Gfortran sets –fprotect-parens as a default even under –ffast-math, so that no normally used options will violate parentheses:
http://gcc.gnu.org/onlinedocs/gfortran/Code-Gen-Options.html
Apparently this was default for gcc only for the version which first introduced the option, and the option was later withdrawn, so gcc (and icc) don’t allow for using parentheses to control associativity under normally aggressive optimizations.
Ifort has the option –assume protect_parens for this purpose. With the addition of ,minus0 clause this may be enough for Fortran 95 standard compliance.
In order to set observance of parentheses (gcc –fprotect-parens) in icc without disabling other aggressive optimizations, the combination –fp-model source –ftz –fast-transcendentals –no-prec-div –no-prec-sqrt may be set. This may be a frequently needed setting for Intel® Xeon Phi™. For Intel® Xeon host, of these options, only –fast-transcendentals has a consistently large effect on performance.

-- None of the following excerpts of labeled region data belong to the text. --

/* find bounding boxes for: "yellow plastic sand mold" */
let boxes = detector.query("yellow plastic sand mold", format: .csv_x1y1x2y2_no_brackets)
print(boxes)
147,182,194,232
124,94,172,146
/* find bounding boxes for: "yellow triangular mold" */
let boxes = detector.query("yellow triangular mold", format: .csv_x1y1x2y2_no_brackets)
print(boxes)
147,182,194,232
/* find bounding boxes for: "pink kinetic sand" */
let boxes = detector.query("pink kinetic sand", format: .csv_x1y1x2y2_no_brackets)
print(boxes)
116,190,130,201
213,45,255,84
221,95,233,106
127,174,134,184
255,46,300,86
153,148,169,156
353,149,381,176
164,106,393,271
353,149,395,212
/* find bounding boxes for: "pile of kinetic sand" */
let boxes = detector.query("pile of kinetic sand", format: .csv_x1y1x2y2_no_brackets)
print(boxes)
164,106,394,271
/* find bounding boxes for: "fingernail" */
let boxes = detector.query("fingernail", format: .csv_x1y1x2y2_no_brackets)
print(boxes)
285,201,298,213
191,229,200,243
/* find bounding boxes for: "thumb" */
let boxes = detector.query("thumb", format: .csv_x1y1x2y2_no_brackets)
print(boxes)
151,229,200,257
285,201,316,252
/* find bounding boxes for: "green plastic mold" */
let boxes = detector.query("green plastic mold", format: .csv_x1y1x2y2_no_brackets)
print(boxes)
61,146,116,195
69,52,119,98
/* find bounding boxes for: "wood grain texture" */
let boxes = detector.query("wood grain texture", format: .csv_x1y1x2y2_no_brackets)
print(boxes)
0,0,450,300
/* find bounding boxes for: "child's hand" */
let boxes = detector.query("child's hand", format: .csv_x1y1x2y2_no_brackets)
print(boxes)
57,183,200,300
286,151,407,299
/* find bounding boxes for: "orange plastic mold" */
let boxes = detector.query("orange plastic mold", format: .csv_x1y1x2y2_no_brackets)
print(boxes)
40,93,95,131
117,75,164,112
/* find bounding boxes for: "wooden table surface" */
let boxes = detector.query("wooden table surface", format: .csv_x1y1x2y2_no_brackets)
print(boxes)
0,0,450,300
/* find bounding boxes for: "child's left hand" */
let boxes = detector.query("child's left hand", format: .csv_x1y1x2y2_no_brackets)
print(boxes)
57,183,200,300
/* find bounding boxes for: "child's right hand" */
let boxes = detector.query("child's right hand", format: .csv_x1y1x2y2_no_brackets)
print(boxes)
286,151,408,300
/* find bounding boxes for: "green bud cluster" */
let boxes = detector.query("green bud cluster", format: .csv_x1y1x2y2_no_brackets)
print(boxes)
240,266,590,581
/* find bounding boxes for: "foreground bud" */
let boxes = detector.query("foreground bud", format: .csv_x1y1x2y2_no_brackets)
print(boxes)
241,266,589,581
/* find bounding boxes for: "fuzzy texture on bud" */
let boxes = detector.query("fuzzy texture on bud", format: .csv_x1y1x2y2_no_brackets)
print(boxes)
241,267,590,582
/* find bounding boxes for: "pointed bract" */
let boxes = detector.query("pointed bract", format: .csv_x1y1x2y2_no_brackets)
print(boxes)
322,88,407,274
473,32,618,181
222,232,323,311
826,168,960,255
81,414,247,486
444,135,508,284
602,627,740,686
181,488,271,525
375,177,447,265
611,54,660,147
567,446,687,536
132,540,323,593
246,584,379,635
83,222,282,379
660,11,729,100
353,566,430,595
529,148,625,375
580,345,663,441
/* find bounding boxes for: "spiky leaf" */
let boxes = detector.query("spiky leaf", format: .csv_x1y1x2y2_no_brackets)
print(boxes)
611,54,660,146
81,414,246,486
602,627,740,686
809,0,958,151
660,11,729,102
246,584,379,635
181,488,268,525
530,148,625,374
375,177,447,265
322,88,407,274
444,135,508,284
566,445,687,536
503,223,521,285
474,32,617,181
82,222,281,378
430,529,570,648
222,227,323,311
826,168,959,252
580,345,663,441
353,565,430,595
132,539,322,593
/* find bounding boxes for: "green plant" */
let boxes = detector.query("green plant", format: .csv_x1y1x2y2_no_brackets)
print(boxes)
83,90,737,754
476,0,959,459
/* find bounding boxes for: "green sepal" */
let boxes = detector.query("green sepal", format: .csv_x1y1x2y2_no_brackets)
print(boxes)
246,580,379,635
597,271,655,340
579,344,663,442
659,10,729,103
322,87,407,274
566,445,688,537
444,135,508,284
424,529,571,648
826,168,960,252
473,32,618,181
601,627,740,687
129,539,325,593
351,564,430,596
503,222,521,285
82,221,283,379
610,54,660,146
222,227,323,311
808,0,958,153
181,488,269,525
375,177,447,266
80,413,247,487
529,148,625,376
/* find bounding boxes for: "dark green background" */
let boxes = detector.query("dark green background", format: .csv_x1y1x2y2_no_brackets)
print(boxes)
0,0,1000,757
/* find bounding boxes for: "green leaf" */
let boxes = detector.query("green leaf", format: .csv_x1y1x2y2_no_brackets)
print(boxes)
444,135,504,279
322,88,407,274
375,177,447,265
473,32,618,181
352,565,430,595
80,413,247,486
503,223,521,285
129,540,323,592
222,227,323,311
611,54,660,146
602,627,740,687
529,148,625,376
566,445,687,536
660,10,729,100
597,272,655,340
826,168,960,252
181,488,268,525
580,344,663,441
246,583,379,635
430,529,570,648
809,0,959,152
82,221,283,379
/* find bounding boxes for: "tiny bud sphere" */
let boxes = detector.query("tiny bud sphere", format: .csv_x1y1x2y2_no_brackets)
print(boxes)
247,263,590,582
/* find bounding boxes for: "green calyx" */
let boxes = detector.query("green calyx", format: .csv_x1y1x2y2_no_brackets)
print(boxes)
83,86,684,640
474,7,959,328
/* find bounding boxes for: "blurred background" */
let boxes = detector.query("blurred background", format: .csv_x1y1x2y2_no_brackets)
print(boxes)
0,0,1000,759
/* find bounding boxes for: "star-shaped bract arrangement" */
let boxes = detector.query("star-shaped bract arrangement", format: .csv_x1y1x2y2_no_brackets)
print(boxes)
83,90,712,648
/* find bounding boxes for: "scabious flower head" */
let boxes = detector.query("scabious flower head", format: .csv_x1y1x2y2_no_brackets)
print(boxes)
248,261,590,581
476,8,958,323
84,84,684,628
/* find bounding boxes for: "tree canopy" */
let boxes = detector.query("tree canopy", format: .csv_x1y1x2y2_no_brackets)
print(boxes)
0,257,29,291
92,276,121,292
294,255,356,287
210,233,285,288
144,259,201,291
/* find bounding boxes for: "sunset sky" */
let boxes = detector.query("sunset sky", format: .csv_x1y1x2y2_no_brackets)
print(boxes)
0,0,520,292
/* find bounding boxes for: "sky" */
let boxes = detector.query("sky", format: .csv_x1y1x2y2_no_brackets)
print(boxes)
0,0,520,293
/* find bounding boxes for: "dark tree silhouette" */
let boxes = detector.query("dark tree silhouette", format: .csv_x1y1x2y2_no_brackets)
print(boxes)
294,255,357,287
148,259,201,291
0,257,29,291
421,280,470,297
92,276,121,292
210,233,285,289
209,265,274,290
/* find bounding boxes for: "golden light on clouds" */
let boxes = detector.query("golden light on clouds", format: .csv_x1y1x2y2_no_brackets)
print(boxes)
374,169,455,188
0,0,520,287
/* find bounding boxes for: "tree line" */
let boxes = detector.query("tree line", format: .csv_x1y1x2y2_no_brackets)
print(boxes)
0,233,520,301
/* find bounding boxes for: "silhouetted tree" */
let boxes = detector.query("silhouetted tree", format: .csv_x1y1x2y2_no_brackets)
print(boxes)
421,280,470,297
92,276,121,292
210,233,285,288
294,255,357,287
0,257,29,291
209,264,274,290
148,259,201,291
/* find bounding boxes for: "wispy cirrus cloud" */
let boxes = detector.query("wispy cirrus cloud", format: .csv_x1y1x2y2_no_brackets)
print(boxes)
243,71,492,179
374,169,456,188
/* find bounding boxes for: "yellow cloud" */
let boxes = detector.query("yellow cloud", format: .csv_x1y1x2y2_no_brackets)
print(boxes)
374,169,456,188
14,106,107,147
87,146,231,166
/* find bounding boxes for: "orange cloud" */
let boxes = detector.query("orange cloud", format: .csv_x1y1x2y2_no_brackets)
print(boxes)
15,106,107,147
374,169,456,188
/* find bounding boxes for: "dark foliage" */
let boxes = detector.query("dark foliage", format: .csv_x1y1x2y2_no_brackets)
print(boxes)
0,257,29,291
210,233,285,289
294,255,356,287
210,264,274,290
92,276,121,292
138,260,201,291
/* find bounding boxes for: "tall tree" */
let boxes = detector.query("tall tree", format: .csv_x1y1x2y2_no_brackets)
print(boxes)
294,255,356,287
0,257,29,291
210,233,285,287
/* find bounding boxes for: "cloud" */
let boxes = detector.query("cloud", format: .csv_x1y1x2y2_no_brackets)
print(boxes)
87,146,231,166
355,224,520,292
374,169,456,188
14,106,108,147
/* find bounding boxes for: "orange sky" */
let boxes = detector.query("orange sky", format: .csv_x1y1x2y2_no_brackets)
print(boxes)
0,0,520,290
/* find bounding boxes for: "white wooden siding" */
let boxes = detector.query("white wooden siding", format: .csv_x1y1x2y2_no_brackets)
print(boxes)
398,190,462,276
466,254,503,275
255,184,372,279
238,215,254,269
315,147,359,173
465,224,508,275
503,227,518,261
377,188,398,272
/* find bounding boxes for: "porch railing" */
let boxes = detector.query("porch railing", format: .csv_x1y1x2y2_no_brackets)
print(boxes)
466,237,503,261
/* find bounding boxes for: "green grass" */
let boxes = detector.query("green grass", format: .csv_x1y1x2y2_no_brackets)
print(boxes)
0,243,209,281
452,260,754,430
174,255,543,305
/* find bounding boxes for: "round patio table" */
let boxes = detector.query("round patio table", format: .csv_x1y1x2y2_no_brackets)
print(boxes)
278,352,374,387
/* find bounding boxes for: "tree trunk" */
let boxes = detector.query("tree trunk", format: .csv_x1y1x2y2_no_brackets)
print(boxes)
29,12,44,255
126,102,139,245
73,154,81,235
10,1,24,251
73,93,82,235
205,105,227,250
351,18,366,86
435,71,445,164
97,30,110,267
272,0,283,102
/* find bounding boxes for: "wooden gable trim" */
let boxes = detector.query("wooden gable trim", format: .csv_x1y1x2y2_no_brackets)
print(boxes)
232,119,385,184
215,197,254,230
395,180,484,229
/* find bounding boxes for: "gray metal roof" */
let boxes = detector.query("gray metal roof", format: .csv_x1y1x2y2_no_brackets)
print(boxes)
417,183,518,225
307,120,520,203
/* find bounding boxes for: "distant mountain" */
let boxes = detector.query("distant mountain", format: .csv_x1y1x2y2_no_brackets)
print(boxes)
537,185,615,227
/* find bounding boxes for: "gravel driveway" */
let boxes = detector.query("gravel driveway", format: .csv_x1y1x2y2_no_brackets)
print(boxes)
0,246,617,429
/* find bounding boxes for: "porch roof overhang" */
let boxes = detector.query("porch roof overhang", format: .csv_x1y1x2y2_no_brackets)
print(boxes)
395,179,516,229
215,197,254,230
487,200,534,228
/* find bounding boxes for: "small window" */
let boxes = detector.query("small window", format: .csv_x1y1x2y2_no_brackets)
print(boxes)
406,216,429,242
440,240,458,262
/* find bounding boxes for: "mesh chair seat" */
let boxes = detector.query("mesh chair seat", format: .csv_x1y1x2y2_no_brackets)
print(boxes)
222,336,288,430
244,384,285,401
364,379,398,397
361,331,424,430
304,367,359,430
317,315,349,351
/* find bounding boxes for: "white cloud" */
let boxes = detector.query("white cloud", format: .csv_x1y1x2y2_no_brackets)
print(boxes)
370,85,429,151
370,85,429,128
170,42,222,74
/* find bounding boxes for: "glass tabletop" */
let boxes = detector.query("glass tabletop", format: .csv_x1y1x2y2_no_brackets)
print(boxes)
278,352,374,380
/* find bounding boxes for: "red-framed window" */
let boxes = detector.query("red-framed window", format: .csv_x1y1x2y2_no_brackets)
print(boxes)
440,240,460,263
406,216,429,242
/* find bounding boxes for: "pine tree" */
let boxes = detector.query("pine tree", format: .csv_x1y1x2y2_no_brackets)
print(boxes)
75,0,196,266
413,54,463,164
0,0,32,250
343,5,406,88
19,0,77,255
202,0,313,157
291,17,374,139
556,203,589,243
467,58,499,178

Among well-known algorithms which will break when the compiler elides parentheses is Kahan summation. Consistent elimination of parentheses could reduce Kahan summation to a standard lower accuracy vectorizable sum. Inconsistent K&R treatment (or inconsistent extra precision) produces incorrect (not simply lower accuracy) results.
Intel compilers don’t recognize common sub-expressions unless they are parenthesized, and an option is set to observe the parentheses, e.g.
a1 *= ((d1 *(e1 + f1)+ e1 * f1) + c1 *((e1 + f1) + d1))
+ b1 *(((e1 + f1) + d1) + c1);
b1 *= (d1 *(e1 + f1)+ e1 * f1) + c1 *((e1 + f1) + d1);
while other compilers don’t need the extra parentheses as long as the common subexpressions match during left to right evaluation. In this code fragment, there are 5 repeated add instructions which may be eliminated, although the Intel compilers will replace some by equally time-consuming copy (move) instructions. The difference in performance may be quite large when fused multiply-add instructions are used.
Additional named assignments for local sub-expressions are undesirable, particularly in parallelized code, as they increase register pressure and invite the compiler not to perform register optimization.
But when these things came to be isn't clear. That said; the Kahan summation algorithm goes back to 1989; and compiler writers have been aware of it for a long time.
Of course; that says nothing about the various programmers who've had their hands on this code since.